The global rights changes (CentralAuth) and cross-wiki rights changes (MW core) systems rely on separate objects that are like User but called UserRightsProxy and CentralAuthGroupMembershipProxy to carry out rights changes. They basically rely on the Special:UserRights code in core to do a lot of the work, like calling addGroup/removeGroup and logging and things.
Global user rights (and to a slightly lesser extent cross-wiki user rights changes) are important - they manage things like staff, steward and system administrator access on-wiki, often covering things restricted by https://wikimediafoundation.org/wiki/Access_to_nonpublic_data_policy.

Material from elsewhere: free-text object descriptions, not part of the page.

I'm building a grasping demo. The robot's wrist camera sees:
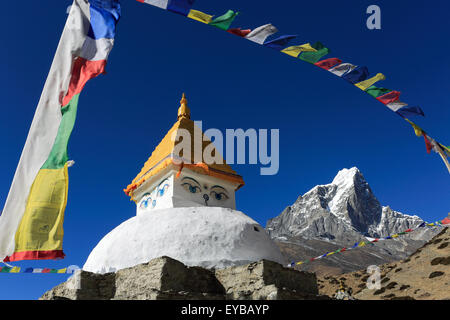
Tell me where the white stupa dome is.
[83,94,285,273]
[83,207,285,273]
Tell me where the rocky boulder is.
[40,257,327,300]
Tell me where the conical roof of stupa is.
[124,94,244,195]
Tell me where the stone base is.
[40,257,328,300]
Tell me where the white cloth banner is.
[80,37,114,61]
[328,63,356,77]
[387,101,408,112]
[0,0,90,260]
[245,23,278,44]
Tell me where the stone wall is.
[40,257,327,300]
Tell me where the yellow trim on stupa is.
[124,93,244,195]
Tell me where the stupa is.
[83,94,286,273]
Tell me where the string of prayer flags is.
[167,0,195,17]
[136,0,169,10]
[376,91,401,105]
[227,28,252,38]
[328,63,356,77]
[341,67,369,84]
[386,100,408,112]
[314,58,342,71]
[263,35,297,51]
[0,266,78,274]
[0,0,121,262]
[187,9,213,24]
[366,86,392,98]
[209,10,239,31]
[288,218,450,267]
[245,23,278,45]
[300,41,330,64]
[355,73,386,91]
[142,0,450,172]
[281,43,317,58]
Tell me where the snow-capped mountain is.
[266,168,436,276]
[267,168,423,242]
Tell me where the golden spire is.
[178,93,191,120]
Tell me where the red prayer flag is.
[227,28,252,37]
[423,134,433,153]
[377,91,401,104]
[314,58,342,71]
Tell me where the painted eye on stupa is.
[157,179,169,197]
[210,186,230,201]
[139,193,152,209]
[181,177,202,193]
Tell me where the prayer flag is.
[245,23,278,44]
[227,28,252,37]
[167,0,195,16]
[188,9,213,24]
[314,58,342,70]
[263,35,297,50]
[281,43,317,58]
[209,10,239,31]
[342,67,369,84]
[328,63,356,77]
[355,73,386,91]
[377,91,401,105]
[300,42,330,64]
[137,0,169,10]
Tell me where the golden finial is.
[178,93,191,120]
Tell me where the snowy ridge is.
[267,167,428,244]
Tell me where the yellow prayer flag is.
[281,43,317,58]
[355,73,386,91]
[188,9,213,24]
[15,164,68,254]
[9,267,20,273]
[405,119,423,137]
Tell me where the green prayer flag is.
[366,86,392,98]
[0,267,12,273]
[42,94,80,169]
[299,41,330,63]
[209,10,239,31]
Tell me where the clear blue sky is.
[0,0,450,299]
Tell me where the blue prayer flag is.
[342,67,369,84]
[264,35,297,51]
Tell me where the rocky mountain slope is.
[318,228,450,300]
[266,168,434,273]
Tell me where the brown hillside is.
[318,228,450,300]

https://gerrit.wikimedia.org/r/#/c/180328/ started requiring User::addGroup to return a boolean true before changes would be logged, but these other classes did not get updated. This was deployed to Wikimedia wikis as part of 1.25wmf16 and hit metawiki (where stewards tend to use these functions) on the 10th of February (aka, yesterday) at 20:28 UTC, as part of group1.
A user (Ajraddatz) noted in https://meta.wikimedia.org/?diff=11227546 that he'd made a global user rights change but it did not get logged. I noticed this and a couple of us talked about it in #wikimedia-stewards - @hoo worked out why it was happening and came up with a fix, which I've reviewed and deployed (while Greg was unavailable - https://gerrit.wikimedia.org/r/#/c/189888/ and https://gerrit.wikimedia.org/r/#/c/189879/). We've since tested that the fix worked, but now we need to work out what changed that should have been logged.
For global user rights changes we just need to know what changed in centralauth.global_user_groups since 20:28 UTC 2015-02-10, but for cross-wiki rights I think we'd need to go through each wiki's local user_groups table changes since then and manually filter out changes that were made and logged locally (i.e., not changes made via meta).